San Francisco became the first large California city to implement a 15 mph speed zone around a school this morning, as SFMTA workers installed one of four signs that will go up around George Peabody Elementary School on 7th Avenue in the Richmond District. It’s part of a groundbreaking citywide initiative pushed by walking advocates to implement safe speed zones around 200 schools, and comes right as the school year is beginning this week.
“It’s really a very simple issue. Kids need to be able to get to school, to leave school and to have any other interface between the school and the street happen safely,” said SFMTA Chief Ed Reiskin, who started his job as the head of the agency on Monday. He was joined by Mayor Ed Lee, SFPD Chief Greg Suhr, Supervisor Eric Mar, walking and biking advocates, SFMTA officials, San Francisco Unified School District officials and others.

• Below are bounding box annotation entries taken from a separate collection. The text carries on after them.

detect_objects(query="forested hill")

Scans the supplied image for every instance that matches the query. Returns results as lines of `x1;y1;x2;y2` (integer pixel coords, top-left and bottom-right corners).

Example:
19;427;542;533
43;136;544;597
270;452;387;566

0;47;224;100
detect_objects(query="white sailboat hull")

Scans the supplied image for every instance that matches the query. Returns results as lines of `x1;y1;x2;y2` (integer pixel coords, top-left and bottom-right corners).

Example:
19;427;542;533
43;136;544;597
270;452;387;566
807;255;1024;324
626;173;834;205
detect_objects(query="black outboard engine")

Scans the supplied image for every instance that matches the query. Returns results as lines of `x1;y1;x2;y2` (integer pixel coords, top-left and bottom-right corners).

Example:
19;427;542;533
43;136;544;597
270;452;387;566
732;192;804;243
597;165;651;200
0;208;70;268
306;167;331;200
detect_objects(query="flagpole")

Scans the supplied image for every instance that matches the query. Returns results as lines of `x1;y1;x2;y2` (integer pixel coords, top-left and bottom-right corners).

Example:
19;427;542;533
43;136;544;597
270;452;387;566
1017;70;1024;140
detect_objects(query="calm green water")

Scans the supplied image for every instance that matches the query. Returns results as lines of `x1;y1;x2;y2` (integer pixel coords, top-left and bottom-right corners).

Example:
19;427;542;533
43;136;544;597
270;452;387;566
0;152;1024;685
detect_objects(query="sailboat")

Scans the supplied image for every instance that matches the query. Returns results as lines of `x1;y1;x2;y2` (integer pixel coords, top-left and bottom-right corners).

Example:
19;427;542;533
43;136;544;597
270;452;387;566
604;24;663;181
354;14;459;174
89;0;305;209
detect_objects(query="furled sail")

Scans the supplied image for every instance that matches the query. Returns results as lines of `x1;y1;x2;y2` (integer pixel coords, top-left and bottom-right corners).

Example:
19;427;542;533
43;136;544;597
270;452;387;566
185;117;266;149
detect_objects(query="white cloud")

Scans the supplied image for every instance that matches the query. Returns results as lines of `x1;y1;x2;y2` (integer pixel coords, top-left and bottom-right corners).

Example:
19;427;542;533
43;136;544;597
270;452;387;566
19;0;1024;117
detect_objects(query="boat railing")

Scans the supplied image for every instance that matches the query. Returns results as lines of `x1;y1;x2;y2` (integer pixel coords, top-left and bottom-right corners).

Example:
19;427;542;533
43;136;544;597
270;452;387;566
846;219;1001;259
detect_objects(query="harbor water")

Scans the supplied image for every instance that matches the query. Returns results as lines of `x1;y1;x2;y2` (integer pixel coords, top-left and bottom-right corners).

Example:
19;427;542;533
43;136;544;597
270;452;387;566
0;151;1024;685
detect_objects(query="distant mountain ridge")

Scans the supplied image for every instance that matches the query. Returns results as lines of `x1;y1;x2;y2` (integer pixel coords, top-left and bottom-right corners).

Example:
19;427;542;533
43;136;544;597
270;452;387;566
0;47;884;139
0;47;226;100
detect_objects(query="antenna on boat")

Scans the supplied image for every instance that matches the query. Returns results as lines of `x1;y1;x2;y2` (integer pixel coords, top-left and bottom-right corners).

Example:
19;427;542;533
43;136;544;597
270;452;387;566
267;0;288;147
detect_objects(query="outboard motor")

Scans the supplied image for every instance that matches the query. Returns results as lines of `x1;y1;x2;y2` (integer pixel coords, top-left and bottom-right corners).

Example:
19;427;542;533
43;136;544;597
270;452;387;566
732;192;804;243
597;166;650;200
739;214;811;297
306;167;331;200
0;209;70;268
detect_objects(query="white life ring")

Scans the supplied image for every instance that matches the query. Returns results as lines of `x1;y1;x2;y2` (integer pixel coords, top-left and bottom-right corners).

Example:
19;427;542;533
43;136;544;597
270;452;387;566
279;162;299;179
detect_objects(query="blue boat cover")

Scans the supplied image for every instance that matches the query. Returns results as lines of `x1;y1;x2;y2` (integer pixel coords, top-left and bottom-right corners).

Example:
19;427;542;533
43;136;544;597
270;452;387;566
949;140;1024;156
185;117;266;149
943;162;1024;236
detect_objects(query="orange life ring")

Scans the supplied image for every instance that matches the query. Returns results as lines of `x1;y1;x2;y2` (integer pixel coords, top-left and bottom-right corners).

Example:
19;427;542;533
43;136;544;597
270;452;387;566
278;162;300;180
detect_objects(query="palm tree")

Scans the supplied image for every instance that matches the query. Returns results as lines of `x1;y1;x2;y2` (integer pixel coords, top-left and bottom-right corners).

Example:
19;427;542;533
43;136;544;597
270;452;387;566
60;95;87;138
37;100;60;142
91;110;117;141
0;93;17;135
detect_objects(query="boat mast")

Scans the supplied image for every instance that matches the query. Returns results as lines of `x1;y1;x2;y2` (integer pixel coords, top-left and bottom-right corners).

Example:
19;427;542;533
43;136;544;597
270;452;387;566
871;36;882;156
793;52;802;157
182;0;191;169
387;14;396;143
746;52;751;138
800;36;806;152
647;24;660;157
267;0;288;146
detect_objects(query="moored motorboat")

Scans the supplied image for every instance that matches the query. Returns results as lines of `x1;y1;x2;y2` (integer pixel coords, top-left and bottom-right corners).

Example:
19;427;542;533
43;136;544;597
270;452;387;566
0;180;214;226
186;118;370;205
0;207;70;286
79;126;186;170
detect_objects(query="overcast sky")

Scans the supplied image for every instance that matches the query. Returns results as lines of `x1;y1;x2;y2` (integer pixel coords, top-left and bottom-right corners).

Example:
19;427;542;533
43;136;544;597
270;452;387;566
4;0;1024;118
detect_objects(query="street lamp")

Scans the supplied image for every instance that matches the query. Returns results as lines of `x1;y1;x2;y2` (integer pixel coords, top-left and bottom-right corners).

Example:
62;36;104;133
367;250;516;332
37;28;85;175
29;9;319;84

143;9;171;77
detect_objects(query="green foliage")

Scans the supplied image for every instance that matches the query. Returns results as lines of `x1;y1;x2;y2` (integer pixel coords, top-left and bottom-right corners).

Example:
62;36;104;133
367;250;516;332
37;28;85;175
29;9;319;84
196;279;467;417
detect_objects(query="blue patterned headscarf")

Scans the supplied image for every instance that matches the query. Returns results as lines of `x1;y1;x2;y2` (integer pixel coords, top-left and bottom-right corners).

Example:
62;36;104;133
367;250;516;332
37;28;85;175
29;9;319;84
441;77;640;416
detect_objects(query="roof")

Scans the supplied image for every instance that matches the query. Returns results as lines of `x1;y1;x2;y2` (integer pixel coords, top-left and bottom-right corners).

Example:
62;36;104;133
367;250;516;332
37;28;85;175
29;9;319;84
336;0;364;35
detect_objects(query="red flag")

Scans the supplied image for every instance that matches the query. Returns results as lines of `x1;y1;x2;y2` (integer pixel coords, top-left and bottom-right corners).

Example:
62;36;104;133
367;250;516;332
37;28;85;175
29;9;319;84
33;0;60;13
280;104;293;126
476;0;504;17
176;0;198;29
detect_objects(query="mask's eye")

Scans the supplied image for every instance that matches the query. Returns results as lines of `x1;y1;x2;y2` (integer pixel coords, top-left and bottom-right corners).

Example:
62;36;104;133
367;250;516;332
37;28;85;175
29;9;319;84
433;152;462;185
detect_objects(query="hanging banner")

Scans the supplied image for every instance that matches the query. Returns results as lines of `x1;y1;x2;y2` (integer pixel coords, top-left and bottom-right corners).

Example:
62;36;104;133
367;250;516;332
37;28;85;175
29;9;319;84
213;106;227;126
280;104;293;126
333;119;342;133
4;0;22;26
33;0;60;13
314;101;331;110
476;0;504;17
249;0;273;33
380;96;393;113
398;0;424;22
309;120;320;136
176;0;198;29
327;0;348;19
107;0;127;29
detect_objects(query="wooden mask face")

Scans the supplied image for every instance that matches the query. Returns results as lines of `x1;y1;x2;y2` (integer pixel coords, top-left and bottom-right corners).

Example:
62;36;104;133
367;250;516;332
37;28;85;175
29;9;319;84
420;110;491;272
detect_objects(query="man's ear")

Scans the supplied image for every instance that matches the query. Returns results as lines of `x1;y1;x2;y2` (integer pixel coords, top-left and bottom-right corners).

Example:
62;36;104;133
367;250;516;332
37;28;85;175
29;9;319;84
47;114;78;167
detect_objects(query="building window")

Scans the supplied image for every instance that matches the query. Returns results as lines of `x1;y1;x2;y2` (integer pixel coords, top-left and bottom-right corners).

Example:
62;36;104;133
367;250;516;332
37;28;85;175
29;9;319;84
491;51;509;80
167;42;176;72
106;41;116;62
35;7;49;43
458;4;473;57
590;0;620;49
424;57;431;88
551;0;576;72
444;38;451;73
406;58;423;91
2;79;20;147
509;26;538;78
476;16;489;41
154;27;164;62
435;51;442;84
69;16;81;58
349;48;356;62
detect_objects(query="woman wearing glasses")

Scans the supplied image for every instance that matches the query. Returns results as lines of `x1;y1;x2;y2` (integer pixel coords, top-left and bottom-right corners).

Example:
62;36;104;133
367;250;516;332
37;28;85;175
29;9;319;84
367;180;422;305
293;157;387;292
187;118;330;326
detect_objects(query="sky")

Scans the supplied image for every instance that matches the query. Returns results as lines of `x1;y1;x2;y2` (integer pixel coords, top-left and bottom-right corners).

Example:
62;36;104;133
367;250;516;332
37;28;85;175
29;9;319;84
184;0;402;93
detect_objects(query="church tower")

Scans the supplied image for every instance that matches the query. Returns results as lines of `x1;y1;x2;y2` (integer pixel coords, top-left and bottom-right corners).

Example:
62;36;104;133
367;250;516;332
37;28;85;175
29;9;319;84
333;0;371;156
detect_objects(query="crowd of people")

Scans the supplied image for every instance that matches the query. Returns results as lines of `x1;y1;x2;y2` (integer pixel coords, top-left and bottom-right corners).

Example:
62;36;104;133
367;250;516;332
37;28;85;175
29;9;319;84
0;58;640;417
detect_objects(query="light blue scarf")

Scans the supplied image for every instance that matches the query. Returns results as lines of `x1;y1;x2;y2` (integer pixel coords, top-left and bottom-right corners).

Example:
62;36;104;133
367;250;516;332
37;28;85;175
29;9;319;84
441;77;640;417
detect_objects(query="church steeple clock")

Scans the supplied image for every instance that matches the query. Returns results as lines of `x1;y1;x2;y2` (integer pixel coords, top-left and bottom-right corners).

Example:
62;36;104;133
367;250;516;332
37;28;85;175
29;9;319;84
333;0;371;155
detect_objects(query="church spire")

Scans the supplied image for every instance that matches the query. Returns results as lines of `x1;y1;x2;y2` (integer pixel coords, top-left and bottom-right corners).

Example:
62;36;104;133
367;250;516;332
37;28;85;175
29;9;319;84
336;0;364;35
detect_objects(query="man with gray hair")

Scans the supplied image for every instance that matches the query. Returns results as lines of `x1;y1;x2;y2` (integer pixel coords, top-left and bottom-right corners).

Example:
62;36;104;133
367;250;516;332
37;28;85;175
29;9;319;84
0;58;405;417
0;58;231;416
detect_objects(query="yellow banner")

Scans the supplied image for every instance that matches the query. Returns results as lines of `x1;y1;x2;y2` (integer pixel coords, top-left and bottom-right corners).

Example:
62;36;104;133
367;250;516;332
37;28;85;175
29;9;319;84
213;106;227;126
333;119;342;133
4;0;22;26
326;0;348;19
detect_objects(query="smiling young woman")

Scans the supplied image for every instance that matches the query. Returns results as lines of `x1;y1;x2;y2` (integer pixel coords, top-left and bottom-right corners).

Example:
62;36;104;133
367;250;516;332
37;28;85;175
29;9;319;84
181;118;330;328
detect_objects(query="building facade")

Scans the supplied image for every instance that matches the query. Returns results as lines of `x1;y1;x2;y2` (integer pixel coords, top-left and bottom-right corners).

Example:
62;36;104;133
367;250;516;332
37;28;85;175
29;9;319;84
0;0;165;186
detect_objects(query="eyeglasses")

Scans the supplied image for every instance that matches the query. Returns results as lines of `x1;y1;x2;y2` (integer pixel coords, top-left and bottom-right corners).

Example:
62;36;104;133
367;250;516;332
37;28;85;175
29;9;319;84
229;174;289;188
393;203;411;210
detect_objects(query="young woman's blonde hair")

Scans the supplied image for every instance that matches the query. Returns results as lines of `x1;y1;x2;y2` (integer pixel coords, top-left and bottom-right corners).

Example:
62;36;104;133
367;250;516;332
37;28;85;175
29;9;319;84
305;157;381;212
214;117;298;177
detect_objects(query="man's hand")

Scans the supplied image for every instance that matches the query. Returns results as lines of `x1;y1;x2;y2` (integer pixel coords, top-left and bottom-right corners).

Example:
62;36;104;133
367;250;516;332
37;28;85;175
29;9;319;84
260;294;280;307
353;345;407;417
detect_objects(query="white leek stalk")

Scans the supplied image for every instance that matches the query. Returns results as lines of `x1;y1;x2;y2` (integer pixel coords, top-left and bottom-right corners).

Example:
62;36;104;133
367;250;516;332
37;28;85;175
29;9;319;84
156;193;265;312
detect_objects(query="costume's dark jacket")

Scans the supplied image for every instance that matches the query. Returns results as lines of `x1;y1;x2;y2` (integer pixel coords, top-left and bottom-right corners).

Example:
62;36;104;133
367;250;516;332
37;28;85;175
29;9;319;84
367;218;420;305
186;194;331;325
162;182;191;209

“It’s verified that the streets and areas around our schools are dangerous, that they need to be slowed down,” said Lee. “It’s been shown in study after study, and the last one that we looked at was in London, and it showed that when you slow down, even a fraction of the speed, you can get a high increase in safety and a reduction in the amount of fatalities that result from a car collision.”
Lee said the signs, funded by $361,700 in Prop K sales tax funds from the San Francisco County Transportation Authority, should be in place at all schools in San Francisco by early 2012.